A fire-burst of pain shot through her jaw. Her eyes popped open; her breath came in short, sharp jabs. Her chest was being squeezed in a vise. Tight, tight, tighter.

Her heart began pumping adrenaline, pumping pain, pumping death.

“No,” she whispered.
No.

A deep voice, a stranger’s voice from another time.
Felix?
“What’s wrong?”

She had to stand, had to get air, had to get out. Couldn’t free herself. Why was she wearing a seat belt? Why was she burning up? Who was the man clutching her arm too tightly?

Dying, she was dying. Was it too late to join the other passengers in the Lord’s Prayer?
No, no.
History was not repeating itself. “You’re so like your mom,” her dad had said that morning. No, she had tried so hard to not be like her mom. Her heart was not meant to fail after forty-seven years. She was not her mom; she would not die and leave her child. She couldn’t. No one loved Harry the way she did; no one knew how. Who would keep Harry safe, protect him from people who were stupid or cruel or both? Who would protect him from his own father?

“Can’t . . . breathe.”

A guy, fuzzy at the edges, faded in and out. He yanked her up; they were in the aisle, moving forward into first class. Felix would never make such a bold move . . .

“Miss!” the man shouted. “We need help!”

Someone reached for her. Women’s voices—two of them.
Good, that’s good. Women will understand: we aren’t our mothers. History doesn’t have to repeat itself. Mothers and daughters can share shoes. They don’t have to share defective genes; they don’t have to both die of heart attacks before their fiftieth birthdays.

A narrow, metal space—everything stored away, everything secured. Except for her. Was she floating? No, someone was holding her by the waist, keeping her upright.

“Ma’am? Are you okay? Can you tell me what’s happening?”

Burned coffee, she could smell burned coffee. Tried to cover her mouth; tried not to gag. The baby cried again. Harry; was Harry okay?

“Dizzy. Very dizzy. Short”—she sucked in air—“of breath. Pressure in chest. Pain in jaw.”

“I don’t think she’s been feeling well since we took off,” the good father said. Now she remembered him.

“How long have you had these symptoms, ma’am?”

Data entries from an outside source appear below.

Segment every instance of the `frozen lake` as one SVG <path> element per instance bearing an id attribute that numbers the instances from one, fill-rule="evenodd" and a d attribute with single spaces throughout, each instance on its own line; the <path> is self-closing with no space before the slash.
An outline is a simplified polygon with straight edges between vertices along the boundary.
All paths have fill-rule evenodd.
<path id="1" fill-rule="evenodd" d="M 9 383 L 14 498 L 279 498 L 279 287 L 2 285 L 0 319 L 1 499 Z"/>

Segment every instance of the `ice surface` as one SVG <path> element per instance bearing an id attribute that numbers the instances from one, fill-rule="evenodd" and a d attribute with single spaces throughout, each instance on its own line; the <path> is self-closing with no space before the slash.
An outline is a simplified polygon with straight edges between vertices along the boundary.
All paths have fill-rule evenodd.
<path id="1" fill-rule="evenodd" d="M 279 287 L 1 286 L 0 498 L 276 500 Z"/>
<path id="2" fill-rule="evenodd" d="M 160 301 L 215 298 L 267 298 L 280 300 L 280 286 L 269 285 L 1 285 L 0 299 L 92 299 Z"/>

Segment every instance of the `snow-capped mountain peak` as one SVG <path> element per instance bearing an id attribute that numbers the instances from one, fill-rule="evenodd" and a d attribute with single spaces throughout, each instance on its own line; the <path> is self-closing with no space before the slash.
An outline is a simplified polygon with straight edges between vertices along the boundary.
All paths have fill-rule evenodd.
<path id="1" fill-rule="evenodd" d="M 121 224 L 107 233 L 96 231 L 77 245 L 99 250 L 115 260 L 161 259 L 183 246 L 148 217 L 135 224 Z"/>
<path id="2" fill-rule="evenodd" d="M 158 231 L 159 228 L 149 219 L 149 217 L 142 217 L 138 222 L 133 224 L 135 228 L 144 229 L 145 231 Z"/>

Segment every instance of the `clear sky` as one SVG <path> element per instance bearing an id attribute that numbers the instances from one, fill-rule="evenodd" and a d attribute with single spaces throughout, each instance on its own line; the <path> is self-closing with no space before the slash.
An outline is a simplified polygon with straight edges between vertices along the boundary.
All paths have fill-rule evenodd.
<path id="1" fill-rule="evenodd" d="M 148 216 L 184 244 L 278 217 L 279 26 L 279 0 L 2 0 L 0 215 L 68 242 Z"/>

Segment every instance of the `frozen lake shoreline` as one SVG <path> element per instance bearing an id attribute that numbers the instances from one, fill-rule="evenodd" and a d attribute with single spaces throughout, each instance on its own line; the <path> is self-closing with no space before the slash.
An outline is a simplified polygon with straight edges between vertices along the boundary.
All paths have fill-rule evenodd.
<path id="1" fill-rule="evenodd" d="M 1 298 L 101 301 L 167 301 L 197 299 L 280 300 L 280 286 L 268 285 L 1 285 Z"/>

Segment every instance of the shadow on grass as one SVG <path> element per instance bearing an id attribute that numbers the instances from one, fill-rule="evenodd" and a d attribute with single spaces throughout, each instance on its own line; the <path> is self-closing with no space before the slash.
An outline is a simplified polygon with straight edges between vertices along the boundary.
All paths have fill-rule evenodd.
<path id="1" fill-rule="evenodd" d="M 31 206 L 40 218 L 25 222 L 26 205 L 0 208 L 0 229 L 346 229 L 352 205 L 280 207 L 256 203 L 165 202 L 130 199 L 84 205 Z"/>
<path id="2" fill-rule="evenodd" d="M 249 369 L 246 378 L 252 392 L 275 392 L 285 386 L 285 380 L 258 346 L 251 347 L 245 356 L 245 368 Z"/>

“An hour? Maybe longer. Suddenly got worse.”

“Do you have any current medical conditions? Are you on any medications?”

“No.” Ella’s legs buckled.

“Let’s get her out of the galley—move her to the door where there’s more room. Are you traveling alone?”

“Yes,” the good father answered. “I think her son’s meeting her at the airport.”

Arms eased her to the floor.

Someone called for a doctor over the intercom. Three times.

“Ma’am? Can you hear me? Have you consumed any alcohol?”

Her head lolled to the side. “No.”

“Get the oxygen and the AED. Call the cockpit, tell them we have a medical emergency.” The voice softened, became angel-like. “Ma’am, I’m going to put an oxygen mask on you.”